Personally, I suspect that after the bones were examined by Hoodless, given how their significance was ultimately dismissed by the colonial bureaucracy, they were probably quietly disposed of (burned, buried, discarded or otherwise "lost") in Fiji. Given the tactically cautious but confident mindset of British colonial administrators, none of this would surprise me. I would hold only marginal hope that they're sitting in an archival box somewhere, although it wouldn't hurt to exhaust all reasonable avenues of archival search before giving up on finding the remains.

TIGHAR seems to be focusing the real bulk of its capital resources on looking for identifiable remains of the Elektra on Niku, which is probably the best strategy at this time.

From Ric

The only thing I can find to disagree with in the above is your spelling of Electra (which was probably a typo).

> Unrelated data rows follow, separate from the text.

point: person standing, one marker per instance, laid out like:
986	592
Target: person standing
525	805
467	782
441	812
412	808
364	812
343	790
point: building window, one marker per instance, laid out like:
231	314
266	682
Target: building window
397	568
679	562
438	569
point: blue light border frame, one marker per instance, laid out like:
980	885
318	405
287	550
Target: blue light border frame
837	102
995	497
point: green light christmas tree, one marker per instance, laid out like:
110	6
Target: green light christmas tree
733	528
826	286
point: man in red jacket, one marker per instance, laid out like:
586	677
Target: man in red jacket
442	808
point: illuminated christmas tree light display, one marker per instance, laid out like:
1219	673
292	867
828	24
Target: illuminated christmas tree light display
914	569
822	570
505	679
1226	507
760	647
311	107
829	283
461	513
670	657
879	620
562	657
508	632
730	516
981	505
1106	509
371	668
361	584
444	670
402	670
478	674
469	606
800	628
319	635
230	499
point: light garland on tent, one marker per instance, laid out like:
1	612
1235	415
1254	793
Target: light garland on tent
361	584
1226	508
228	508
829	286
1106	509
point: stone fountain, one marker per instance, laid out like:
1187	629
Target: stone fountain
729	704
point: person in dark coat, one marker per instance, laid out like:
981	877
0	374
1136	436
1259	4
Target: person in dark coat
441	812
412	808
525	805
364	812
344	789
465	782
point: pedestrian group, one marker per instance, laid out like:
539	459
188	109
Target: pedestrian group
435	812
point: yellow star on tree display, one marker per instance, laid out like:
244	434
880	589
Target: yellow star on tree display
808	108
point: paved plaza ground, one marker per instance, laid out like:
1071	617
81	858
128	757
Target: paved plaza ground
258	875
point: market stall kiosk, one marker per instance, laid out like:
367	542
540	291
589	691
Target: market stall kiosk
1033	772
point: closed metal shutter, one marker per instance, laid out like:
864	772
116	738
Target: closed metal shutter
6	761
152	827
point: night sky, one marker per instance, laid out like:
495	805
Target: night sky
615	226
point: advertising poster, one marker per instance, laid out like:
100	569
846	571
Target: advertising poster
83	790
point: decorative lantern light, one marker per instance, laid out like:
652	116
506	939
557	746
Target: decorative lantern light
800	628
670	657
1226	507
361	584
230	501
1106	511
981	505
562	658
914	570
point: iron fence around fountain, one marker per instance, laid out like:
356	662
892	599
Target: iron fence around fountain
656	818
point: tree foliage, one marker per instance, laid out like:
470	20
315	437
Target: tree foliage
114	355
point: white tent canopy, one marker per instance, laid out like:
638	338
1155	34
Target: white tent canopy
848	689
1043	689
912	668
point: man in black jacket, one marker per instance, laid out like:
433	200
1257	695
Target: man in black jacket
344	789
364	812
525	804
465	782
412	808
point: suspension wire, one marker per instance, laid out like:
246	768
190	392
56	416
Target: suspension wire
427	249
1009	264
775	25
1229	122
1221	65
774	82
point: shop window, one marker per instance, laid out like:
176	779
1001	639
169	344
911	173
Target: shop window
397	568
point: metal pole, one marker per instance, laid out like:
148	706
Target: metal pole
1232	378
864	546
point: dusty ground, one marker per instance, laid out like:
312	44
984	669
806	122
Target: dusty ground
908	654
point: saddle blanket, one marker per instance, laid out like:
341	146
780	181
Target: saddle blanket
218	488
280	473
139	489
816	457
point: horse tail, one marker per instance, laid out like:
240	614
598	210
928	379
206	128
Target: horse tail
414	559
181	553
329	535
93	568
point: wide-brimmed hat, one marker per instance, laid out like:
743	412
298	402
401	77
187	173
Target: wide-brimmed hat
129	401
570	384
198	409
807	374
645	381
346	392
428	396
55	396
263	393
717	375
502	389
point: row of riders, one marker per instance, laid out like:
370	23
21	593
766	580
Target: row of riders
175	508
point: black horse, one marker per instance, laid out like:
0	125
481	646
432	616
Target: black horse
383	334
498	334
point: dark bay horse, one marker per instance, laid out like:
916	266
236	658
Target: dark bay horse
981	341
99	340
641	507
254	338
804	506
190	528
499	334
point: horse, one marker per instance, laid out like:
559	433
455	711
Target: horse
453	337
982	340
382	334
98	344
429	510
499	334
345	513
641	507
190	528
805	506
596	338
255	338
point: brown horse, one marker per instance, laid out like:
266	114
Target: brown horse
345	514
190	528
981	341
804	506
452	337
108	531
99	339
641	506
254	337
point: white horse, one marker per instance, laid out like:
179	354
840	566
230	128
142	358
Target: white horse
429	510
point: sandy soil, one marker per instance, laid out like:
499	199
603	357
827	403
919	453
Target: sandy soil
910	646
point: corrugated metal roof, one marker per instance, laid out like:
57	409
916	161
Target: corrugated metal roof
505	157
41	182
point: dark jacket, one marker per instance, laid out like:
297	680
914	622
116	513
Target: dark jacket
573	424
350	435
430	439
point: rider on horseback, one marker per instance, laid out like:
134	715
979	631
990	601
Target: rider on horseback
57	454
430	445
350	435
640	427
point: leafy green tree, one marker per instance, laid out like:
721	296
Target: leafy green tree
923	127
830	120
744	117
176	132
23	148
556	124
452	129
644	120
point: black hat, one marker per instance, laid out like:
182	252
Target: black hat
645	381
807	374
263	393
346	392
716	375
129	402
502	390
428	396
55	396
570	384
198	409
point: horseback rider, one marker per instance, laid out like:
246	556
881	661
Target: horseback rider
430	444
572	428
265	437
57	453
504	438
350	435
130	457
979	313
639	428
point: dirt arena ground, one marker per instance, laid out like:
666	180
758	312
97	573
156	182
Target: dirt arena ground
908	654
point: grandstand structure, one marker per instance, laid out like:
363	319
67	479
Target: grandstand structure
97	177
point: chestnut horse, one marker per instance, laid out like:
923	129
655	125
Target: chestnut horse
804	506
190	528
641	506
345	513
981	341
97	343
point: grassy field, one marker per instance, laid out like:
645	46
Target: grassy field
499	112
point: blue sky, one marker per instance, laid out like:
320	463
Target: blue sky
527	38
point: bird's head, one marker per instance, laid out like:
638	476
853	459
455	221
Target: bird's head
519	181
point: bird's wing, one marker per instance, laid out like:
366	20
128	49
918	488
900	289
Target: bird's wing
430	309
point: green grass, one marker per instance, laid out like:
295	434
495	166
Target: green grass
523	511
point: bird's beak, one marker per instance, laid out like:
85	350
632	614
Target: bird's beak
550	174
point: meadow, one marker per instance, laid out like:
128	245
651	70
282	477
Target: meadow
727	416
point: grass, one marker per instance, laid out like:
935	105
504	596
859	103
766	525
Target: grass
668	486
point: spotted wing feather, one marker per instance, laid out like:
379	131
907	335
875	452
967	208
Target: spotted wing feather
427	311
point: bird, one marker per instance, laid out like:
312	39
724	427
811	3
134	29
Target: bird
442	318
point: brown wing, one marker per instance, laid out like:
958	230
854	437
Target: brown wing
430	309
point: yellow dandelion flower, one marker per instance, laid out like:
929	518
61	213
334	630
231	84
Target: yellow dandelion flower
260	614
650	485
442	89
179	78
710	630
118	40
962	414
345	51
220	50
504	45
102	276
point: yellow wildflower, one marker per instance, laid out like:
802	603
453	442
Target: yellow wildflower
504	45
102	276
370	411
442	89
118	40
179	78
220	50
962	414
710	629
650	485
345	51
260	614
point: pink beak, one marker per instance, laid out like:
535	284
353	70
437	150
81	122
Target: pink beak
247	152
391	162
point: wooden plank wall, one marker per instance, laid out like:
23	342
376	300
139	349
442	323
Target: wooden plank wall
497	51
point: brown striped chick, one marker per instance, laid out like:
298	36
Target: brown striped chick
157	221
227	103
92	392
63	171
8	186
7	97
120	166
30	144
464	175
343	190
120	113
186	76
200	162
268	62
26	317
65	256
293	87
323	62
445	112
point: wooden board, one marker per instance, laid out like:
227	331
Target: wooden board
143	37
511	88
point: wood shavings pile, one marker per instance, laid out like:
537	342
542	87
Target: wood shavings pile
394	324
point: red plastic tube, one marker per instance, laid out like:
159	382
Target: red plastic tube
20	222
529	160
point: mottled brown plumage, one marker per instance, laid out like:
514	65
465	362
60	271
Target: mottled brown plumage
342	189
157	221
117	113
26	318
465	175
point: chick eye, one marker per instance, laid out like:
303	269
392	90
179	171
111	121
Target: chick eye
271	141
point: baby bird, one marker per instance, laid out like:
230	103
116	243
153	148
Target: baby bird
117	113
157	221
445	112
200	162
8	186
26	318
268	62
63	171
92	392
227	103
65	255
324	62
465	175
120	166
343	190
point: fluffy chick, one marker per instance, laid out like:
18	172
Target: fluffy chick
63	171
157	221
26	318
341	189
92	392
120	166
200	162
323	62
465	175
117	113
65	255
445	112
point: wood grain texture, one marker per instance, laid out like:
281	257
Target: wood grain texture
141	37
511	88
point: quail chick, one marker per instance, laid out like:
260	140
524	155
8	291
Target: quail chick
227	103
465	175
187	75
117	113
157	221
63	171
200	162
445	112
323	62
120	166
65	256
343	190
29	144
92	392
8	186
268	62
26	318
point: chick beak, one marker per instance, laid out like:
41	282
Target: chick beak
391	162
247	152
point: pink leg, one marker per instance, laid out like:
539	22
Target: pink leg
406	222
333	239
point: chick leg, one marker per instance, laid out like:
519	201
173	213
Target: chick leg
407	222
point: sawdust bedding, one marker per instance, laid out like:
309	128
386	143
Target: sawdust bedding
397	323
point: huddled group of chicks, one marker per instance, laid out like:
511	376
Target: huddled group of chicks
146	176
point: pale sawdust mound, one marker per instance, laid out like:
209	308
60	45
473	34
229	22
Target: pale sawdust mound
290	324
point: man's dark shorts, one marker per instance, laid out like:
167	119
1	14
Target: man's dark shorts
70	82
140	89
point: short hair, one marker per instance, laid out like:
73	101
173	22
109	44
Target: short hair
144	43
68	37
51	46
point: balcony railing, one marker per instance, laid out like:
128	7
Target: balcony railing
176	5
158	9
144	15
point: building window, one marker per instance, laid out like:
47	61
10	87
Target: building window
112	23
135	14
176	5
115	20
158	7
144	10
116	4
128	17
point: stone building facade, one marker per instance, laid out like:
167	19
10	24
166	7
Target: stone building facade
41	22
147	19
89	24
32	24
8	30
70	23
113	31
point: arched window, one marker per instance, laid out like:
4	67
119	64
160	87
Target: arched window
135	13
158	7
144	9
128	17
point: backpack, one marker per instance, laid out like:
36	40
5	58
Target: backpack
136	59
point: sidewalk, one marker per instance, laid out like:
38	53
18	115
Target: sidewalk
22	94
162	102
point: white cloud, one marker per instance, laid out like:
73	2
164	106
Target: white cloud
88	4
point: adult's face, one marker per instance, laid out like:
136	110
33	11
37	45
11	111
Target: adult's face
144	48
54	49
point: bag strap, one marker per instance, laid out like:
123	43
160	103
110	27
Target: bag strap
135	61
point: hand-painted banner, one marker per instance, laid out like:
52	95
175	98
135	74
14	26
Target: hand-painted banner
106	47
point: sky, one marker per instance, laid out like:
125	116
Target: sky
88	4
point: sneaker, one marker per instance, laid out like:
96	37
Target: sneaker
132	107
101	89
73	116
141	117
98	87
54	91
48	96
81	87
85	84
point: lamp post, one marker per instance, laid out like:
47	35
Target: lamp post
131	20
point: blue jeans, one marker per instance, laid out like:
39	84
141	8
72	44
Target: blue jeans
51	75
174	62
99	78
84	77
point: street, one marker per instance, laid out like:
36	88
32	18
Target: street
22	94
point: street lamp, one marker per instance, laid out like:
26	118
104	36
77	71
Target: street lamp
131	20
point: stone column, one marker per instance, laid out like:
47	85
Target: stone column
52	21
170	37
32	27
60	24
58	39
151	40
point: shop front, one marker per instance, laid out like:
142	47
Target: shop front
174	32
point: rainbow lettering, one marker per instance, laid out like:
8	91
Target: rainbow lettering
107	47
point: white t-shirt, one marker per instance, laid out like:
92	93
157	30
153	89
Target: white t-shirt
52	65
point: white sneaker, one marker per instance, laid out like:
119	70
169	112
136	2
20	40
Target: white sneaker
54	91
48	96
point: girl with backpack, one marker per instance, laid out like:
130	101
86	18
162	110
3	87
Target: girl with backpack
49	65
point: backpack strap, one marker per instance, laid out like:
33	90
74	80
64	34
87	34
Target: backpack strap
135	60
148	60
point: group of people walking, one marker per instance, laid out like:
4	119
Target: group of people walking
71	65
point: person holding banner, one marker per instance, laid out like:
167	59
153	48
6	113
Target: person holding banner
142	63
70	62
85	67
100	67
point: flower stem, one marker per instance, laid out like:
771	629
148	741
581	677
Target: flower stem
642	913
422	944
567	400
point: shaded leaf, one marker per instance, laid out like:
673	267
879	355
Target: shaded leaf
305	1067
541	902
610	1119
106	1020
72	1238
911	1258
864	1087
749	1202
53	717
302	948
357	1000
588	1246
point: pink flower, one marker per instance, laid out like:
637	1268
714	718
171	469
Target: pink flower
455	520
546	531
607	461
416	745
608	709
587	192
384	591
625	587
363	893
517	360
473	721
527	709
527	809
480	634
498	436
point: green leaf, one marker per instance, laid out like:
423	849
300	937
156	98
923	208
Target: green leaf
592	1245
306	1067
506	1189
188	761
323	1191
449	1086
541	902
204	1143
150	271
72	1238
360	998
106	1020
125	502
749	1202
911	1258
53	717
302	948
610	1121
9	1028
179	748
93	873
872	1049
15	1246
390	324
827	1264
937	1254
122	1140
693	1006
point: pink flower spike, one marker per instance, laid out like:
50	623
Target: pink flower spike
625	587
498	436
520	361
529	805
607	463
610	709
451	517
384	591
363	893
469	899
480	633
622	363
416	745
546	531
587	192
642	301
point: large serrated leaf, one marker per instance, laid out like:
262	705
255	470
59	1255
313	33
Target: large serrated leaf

Subject: Shoe Decomposition
Date: 3/28/99
From: Bob Perry

As a polymer chemist with lots of mileage, my opinion is that rubber from shoe heels would not degrade significantly for 60 or more years on Niku, with or without decaying bodies or crabs or whatever nearby. The stuff just doesn't decompose that easily, except for mechanical abrasion, which wave action on the seashore could cause, certainly. A rubber heel sitting near the water subjected only to minor mechanical forces over time, even in that God-awful environment, should survive for many decades. Rubber in the 1930's was from natural sources, to be sure, and natural rubber degrades much more rapidly than synthetic rubber produced today. However, it was highly vulcanized, so it would be minimally susceptible to degradation from ozone over 60 years. It was no surprise to me that Ric found an apparent 1930s-vintage Cat's Paw heel on Niku several years ago.

Predicting how long things last from accelerated aging tests is almost impossible. Have fun on those tests, Tom, but I would draw no conclusions from them.

Bob #2021

Subject: Weather--ITCZ a Factor?
Date: 3/28/99
From: Alan Faye

Pardon me if this subject has already been covered. And I don't really mind the flames from Ric - - - too much !!!!

I haven't seen much of a discussion on the weather. AND I haven't been on the TIGHAR circuit that long either. Did y'all beat this weather question to death already?

The ITCZ, aka "the Inter-Tropical-Convergence-Zone, is one whale of a band of nasty, equatorial, unstable air masses. This is where the northern air masses blow down to the equator to mix with the southern air masses that come up from the south. The ITCZ can be encountered as far north as 2 degrees above equator and as far as 2 degrees south of the equator. It usually moves around so that it is sometimes more north of the equator or sometimes more south. Sometimes it equally-straddles the equator, with coverage as wide as 4 degrees. (2 deg N-2 deg S) This worse-case scenario of 4 degrees of width covers 240 nautical miles. When flying on a north-south course at 180 knots ground speed, it takes about an hour and twenty minutes of punishment to get through it, if you are flying much below 24,000 ft.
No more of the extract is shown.